Cases of coronavirus have started to decline in England but must fall faster to relieve pressure on the NHS, scientists behind a Covid infection survey have warned.
Researchers at Imperial College London analysed more than 160,000 swabs taken between 6 and 22 January and found that while cases fell nationally in the past week the rate was not dropping swiftly enough to reduce strain on the health service.
“We are definitely heartened that we are now seeing what looks like a decline in the last week of our survey,” said Paul Elliott, professor of epidemiology and public health medicine at Imperial. “But we really need to get prevalence down more quickly because the pressure on the NHS is very extreme right now.”
An interim report from Imperial’s React-1 study, published last week, showed that coronavirus cases in England were stable and potentially even rising between 6 and 15 January.
But an updated report released on Thursday added swabs for the week until 22 January and showed cases finally starting to decline.
UK: number of coronavirus deaths per day.
The findings will come as a relief to public health authorities, which are desperate to see firm evidence that the lockdown is driving down infection rates despite the emergence of more infectious variants of the virus.
The Imperial study supports the similar slight downward trend seen in the latest Covid infection survey from the Office for National Statistics.
The Imperial survey found that in England 1.57%, or 1 in 64, people had coronavirus in the period studied, with rates ranging from 2.83% or 1 in 40 in London, to 0.8% or 1 in 115 in Yorkshire and the Humber. In London infections are most common among 13 to 24-year-olds, with more than 4% testing positive.

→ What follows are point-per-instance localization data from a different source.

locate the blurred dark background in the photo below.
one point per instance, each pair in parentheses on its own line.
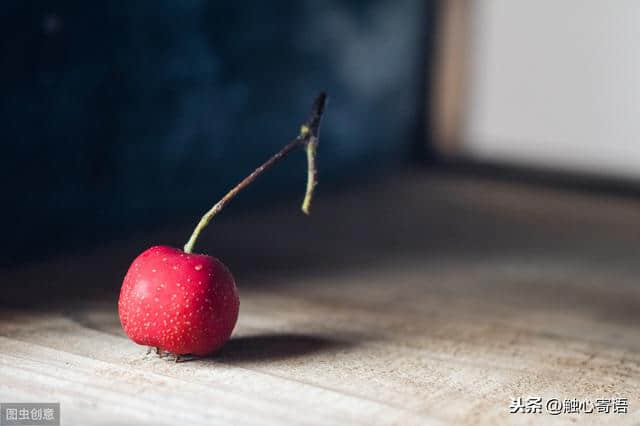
(134,115)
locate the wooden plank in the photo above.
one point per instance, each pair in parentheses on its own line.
(436,311)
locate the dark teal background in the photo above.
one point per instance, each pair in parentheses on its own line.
(125,114)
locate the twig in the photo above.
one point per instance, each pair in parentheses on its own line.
(308,137)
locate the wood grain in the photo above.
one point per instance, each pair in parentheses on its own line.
(447,298)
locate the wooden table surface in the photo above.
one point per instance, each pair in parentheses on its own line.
(425,299)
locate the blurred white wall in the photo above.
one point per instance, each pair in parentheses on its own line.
(555,83)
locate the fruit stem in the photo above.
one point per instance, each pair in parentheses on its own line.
(308,137)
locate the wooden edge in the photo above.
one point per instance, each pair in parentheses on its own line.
(449,77)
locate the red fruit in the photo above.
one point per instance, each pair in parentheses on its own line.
(180,302)
(186,303)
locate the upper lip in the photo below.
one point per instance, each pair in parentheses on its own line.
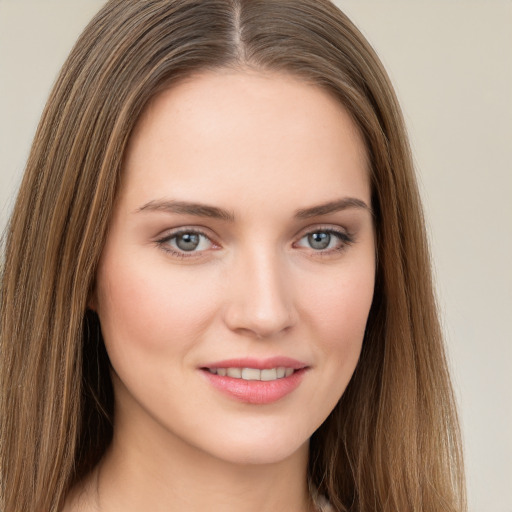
(260,364)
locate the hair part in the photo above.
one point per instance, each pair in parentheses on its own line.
(392,442)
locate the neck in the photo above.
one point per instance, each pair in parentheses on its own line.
(147,468)
(187,480)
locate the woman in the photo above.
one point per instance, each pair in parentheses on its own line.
(217,291)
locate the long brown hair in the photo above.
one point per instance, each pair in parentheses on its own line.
(392,442)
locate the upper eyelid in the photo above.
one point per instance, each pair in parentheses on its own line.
(201,230)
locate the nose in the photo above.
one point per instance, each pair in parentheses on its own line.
(260,299)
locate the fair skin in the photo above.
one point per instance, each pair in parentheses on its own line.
(242,232)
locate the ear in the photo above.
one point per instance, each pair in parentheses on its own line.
(92,301)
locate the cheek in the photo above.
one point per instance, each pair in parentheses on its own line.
(146,306)
(338,315)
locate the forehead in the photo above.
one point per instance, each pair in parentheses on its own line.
(234,131)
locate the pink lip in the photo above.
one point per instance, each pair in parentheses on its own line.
(255,391)
(260,364)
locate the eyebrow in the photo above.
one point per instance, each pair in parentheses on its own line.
(187,208)
(332,207)
(204,210)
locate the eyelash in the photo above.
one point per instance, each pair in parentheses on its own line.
(345,240)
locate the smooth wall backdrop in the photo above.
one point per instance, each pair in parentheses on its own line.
(451,63)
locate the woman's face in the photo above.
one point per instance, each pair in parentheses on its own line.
(238,273)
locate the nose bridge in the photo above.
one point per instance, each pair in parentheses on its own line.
(260,301)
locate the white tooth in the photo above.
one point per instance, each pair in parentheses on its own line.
(251,374)
(270,374)
(234,372)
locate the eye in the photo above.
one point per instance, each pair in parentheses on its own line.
(325,240)
(186,241)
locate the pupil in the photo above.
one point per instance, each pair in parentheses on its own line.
(319,240)
(187,241)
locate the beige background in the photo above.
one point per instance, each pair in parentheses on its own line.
(451,64)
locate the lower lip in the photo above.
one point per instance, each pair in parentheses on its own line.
(256,391)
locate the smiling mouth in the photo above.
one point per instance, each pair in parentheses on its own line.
(268,374)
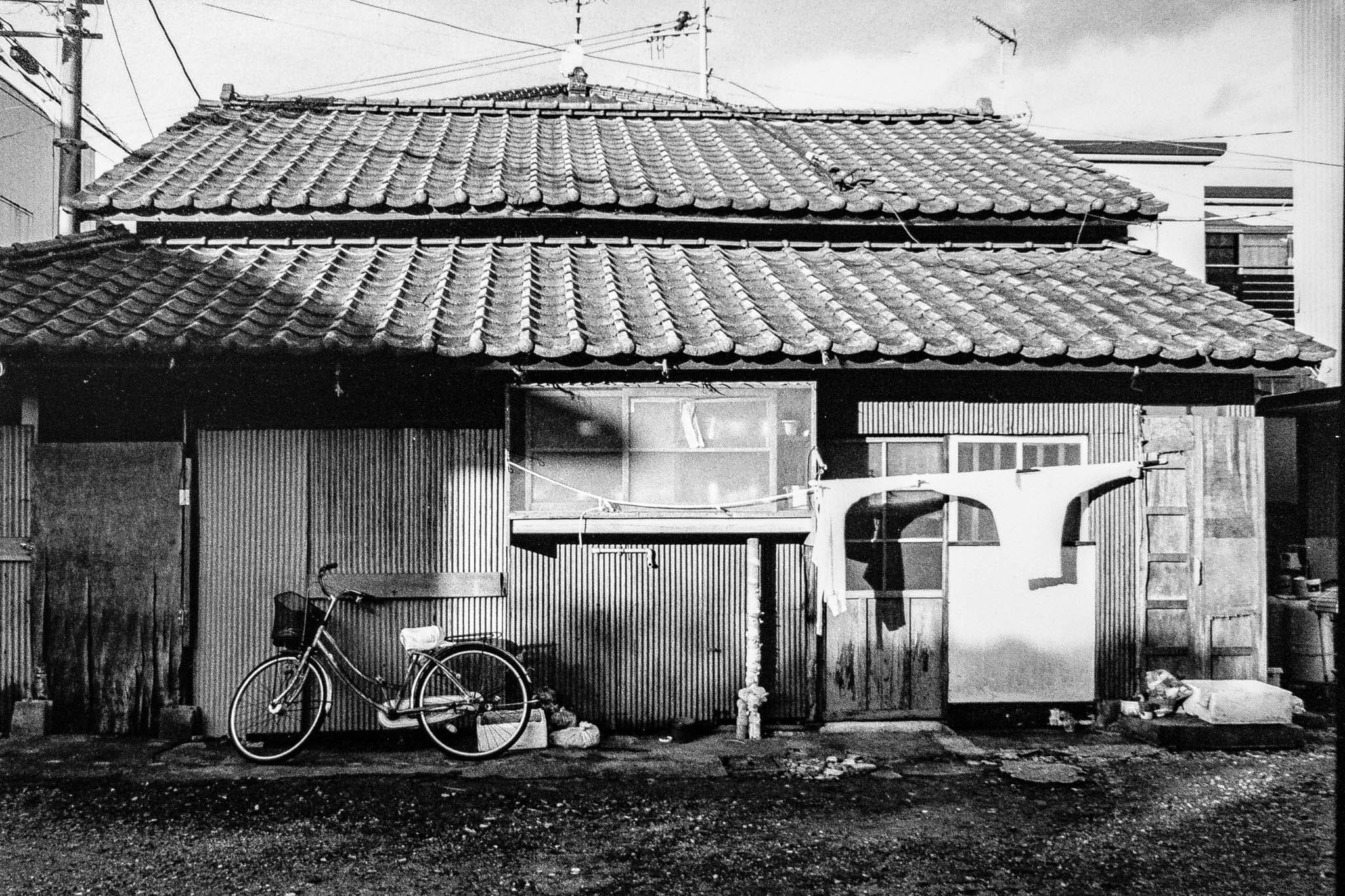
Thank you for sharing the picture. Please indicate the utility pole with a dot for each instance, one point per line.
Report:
(705, 49)
(72, 106)
(70, 141)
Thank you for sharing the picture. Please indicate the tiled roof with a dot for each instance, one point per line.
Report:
(572, 154)
(109, 292)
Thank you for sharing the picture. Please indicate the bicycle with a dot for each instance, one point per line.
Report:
(472, 699)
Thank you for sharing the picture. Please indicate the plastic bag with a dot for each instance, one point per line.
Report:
(580, 738)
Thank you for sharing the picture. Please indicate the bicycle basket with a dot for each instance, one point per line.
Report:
(295, 621)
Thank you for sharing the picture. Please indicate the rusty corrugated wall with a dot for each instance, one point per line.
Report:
(1113, 430)
(254, 523)
(15, 575)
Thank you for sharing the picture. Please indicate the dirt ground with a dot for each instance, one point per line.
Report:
(1252, 822)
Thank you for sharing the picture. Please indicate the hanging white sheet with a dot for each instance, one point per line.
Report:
(1028, 505)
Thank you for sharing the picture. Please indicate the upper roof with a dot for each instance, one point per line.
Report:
(1201, 151)
(612, 150)
(581, 300)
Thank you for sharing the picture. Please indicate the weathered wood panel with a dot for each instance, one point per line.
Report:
(1204, 515)
(16, 651)
(108, 536)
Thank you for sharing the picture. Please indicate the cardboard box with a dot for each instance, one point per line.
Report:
(1238, 703)
(495, 726)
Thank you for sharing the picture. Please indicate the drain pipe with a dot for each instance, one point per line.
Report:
(752, 694)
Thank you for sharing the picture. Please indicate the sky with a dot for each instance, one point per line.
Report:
(1082, 69)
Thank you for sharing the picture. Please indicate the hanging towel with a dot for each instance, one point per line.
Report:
(1029, 508)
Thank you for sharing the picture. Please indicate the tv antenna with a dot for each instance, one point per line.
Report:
(1005, 39)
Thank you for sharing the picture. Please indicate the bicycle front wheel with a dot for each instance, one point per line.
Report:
(475, 700)
(277, 707)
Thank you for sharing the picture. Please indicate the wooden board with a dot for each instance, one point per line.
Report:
(1206, 548)
(108, 534)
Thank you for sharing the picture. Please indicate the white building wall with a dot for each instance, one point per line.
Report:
(1180, 233)
(27, 169)
(1319, 179)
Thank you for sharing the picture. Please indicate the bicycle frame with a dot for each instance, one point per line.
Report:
(327, 647)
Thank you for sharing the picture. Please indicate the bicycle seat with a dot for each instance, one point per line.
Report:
(422, 639)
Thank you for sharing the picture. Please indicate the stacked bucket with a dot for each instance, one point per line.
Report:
(1301, 622)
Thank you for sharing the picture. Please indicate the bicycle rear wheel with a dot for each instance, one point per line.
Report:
(277, 708)
(477, 700)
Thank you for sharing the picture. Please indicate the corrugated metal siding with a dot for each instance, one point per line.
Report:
(1113, 430)
(626, 645)
(254, 522)
(15, 576)
(630, 647)
(405, 501)
(795, 636)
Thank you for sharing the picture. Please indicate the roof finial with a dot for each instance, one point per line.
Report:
(579, 82)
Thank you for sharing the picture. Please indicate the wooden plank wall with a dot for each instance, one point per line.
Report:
(1206, 547)
(16, 654)
(108, 536)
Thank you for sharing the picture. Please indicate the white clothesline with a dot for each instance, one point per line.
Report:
(609, 505)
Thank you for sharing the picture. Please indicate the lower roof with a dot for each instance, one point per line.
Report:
(110, 292)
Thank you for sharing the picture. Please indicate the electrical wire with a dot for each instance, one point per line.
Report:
(447, 24)
(125, 65)
(96, 124)
(482, 64)
(169, 38)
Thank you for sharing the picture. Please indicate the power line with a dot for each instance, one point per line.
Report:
(97, 124)
(125, 65)
(169, 38)
(482, 62)
(1176, 142)
(447, 24)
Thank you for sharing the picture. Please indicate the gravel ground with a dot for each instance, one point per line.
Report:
(1170, 824)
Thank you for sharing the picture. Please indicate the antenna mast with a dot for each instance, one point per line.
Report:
(1003, 41)
(705, 49)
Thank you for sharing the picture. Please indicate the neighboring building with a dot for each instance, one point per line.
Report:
(1174, 172)
(1319, 175)
(1250, 246)
(27, 171)
(393, 333)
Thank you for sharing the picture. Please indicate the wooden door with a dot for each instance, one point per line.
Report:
(1206, 548)
(109, 580)
(885, 658)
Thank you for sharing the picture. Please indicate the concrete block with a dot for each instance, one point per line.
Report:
(32, 719)
(1238, 703)
(179, 723)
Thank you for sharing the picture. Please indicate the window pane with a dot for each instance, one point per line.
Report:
(592, 472)
(914, 515)
(906, 458)
(1051, 454)
(914, 566)
(682, 477)
(735, 423)
(1265, 250)
(575, 423)
(853, 459)
(975, 522)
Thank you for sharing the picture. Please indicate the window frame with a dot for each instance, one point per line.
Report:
(942, 539)
(752, 521)
(957, 441)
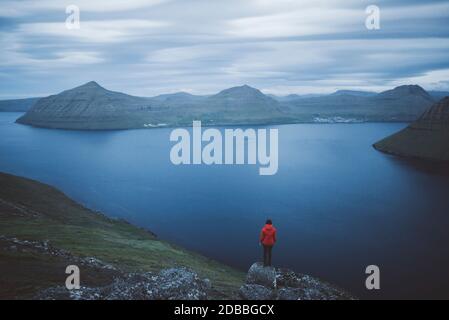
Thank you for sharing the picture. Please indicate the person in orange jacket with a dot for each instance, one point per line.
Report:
(267, 239)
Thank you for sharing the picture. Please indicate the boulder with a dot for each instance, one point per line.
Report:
(264, 276)
(169, 284)
(255, 292)
(266, 283)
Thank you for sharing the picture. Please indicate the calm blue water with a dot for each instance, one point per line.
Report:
(338, 204)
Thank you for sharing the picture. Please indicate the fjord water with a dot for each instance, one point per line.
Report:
(338, 204)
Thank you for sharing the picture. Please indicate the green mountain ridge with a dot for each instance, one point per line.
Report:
(92, 107)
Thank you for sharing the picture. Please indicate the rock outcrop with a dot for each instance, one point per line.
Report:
(426, 138)
(268, 283)
(169, 284)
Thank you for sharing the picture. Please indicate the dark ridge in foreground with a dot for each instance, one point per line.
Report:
(427, 138)
(42, 231)
(92, 107)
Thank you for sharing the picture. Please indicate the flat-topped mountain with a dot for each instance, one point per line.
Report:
(91, 106)
(426, 138)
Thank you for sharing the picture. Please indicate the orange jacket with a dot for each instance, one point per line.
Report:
(268, 235)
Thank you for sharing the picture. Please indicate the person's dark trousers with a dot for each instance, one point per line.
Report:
(267, 255)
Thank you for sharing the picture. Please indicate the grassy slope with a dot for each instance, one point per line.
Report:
(30, 210)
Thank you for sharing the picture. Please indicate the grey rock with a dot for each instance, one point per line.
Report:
(290, 294)
(169, 284)
(264, 283)
(255, 292)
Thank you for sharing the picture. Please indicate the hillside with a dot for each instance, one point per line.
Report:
(17, 105)
(426, 138)
(42, 231)
(93, 107)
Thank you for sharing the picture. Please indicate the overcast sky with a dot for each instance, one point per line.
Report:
(148, 47)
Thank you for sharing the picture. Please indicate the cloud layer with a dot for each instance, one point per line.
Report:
(285, 46)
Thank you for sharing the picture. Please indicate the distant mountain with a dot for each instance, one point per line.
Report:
(17, 105)
(426, 138)
(178, 98)
(403, 91)
(244, 104)
(404, 104)
(91, 106)
(292, 97)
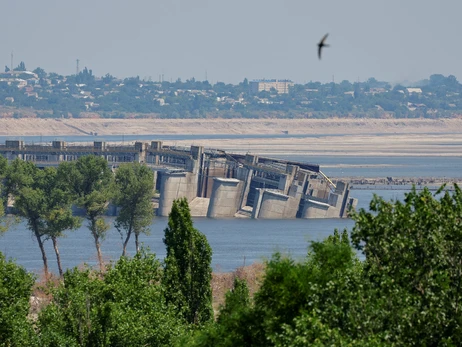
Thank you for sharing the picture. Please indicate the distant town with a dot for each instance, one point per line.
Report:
(36, 93)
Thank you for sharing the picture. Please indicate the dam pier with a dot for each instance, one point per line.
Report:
(216, 184)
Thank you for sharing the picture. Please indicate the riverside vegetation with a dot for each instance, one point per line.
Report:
(406, 292)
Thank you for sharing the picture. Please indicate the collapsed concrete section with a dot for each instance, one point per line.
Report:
(221, 184)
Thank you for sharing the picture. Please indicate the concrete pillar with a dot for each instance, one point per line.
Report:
(225, 198)
(257, 202)
(314, 209)
(175, 185)
(275, 205)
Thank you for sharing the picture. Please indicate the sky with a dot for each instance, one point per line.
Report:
(229, 40)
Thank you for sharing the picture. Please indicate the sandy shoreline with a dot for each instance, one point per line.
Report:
(47, 127)
(346, 137)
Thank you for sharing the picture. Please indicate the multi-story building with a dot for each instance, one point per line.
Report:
(281, 86)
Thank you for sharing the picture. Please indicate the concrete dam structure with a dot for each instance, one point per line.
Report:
(217, 184)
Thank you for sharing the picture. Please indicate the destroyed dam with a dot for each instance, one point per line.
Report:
(217, 184)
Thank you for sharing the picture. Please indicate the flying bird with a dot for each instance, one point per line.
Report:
(321, 44)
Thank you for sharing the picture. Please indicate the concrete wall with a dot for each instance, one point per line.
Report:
(270, 204)
(314, 209)
(175, 185)
(225, 198)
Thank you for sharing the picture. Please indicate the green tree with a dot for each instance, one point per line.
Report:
(3, 196)
(187, 272)
(413, 252)
(134, 185)
(123, 307)
(90, 180)
(25, 181)
(15, 291)
(58, 215)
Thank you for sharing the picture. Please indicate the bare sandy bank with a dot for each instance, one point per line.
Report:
(335, 137)
(61, 127)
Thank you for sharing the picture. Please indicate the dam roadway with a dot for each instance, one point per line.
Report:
(217, 184)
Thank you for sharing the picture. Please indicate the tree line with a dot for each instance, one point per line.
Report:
(405, 292)
(45, 198)
(71, 96)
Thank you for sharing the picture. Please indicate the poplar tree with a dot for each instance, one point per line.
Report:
(134, 184)
(187, 268)
(89, 178)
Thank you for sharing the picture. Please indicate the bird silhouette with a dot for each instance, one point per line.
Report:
(321, 44)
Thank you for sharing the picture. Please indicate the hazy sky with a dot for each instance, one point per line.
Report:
(392, 40)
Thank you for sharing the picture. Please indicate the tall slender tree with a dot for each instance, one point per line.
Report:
(58, 216)
(30, 201)
(187, 271)
(90, 179)
(134, 184)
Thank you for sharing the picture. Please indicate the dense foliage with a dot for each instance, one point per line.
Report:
(188, 270)
(15, 291)
(123, 308)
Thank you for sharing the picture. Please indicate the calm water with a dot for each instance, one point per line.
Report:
(234, 242)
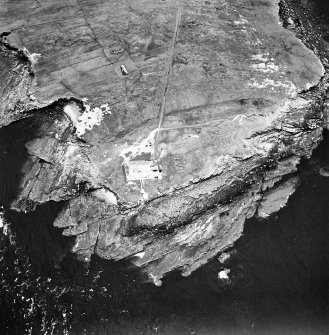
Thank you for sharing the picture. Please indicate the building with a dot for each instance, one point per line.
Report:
(141, 170)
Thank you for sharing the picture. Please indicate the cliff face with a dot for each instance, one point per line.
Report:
(216, 99)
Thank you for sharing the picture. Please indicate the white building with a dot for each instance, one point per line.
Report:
(141, 170)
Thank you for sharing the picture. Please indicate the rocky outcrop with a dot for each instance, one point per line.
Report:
(218, 95)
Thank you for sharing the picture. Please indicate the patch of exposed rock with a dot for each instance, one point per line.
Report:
(217, 93)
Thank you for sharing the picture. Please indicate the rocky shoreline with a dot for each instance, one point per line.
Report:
(186, 220)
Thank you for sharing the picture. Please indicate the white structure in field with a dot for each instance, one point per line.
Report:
(141, 170)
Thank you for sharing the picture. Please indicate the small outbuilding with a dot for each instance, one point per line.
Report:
(141, 170)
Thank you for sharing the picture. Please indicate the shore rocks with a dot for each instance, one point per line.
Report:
(217, 94)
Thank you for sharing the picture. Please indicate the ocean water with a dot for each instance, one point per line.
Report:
(278, 279)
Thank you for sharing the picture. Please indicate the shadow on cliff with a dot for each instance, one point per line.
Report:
(39, 240)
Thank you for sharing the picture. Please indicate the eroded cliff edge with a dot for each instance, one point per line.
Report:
(219, 94)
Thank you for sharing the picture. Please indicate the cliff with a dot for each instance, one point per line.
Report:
(177, 120)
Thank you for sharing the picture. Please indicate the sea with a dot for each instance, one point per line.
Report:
(275, 279)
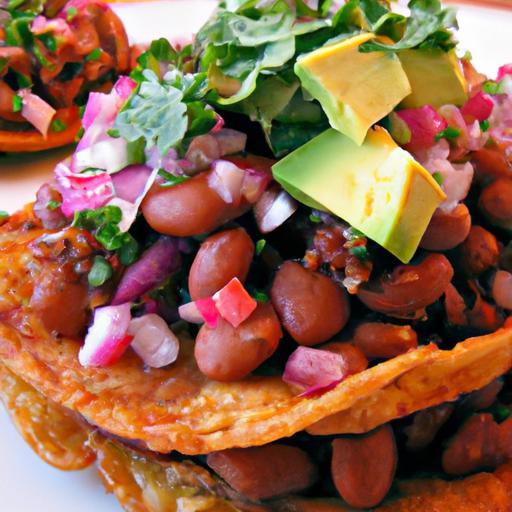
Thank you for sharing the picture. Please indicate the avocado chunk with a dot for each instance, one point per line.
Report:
(377, 188)
(435, 76)
(355, 89)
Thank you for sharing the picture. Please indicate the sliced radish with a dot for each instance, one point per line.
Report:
(107, 337)
(315, 370)
(153, 341)
(234, 303)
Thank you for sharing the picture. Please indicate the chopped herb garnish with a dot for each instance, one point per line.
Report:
(17, 104)
(100, 272)
(438, 177)
(58, 126)
(94, 55)
(449, 133)
(360, 252)
(171, 179)
(71, 13)
(484, 125)
(260, 245)
(490, 87)
(53, 205)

Researchers on the survey estimated the R number, the average number of people an infected person infects, to be 0.98. For the epidemic to shrink the R number needs to be below 1.
The shallow decline in cases nationwide is due to falls in London, the south and the north-west, which counteract rising numbers of infections in the east Midlands and other regions such as the north-east and eastern England where cases remain fairly flat.
Elliott said it was crucial to monitor new cases because the fall in infections was so tentative. “Even though we are seeing this suggestion of a downtick now, which is really good news, it is by no means as fast as we saw in lockdown one when there was a rapid decline in prevalence,” he said.
He added: “Without getting a more rapid decline from these very high prevalence levels there will continue to be pressure on health services, because at this level this is feeding into hospitalisations, ITU admissions and sadly mortality.”